L’emergenza è stata inoltre l’occasione per il porto di stringere alleanza con il mondo della cultura letteraria, attraverso un’iniziativa dedicata ai bambini e alle famiglie costrette in casa dal lockdown, fatta in collaborazione con Fondazione Pordenonelegge, Trieste Film Festival, Guide Turistiche Friuli Venezia Giulia, Wunderkammer Festival di Musica e altre realtà, di cui Trieste va giustamente fiera (link).
Sarebbe un caso unico nella portualità italiana e forse europea se il management portuale diventasse un aggregatore delle risorse culturali della regione, sulla scia di quello che hanno fatto alcuni – purtroppo pochi – “visionari” della nostra storia industriale.

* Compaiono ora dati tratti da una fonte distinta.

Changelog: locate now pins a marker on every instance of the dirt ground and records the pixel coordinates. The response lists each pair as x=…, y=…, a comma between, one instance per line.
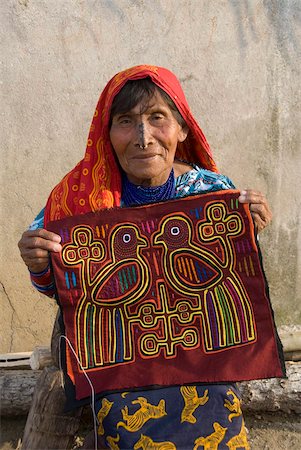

Ci piace immaginare così il futuro piuttosto che seguire certi vaneggiamenti sulla natura di Trieste “città globale”, che si misura direttamente, da pari a pari, con le grandi potenze.
In questo quadro anche la narrazione su Trieste terminale della Via della Seta andrebbe ridimensionata e non andrebbe confusa con la pubblicità di pasticcerie e bed&breakfast.
Ricordiamoci che anche il porto di Amburgo (basta leggere il suo Hausorgan “Port News”) dichiara di essere il terminale europeo della Via della Seta, e così anche Duisburg.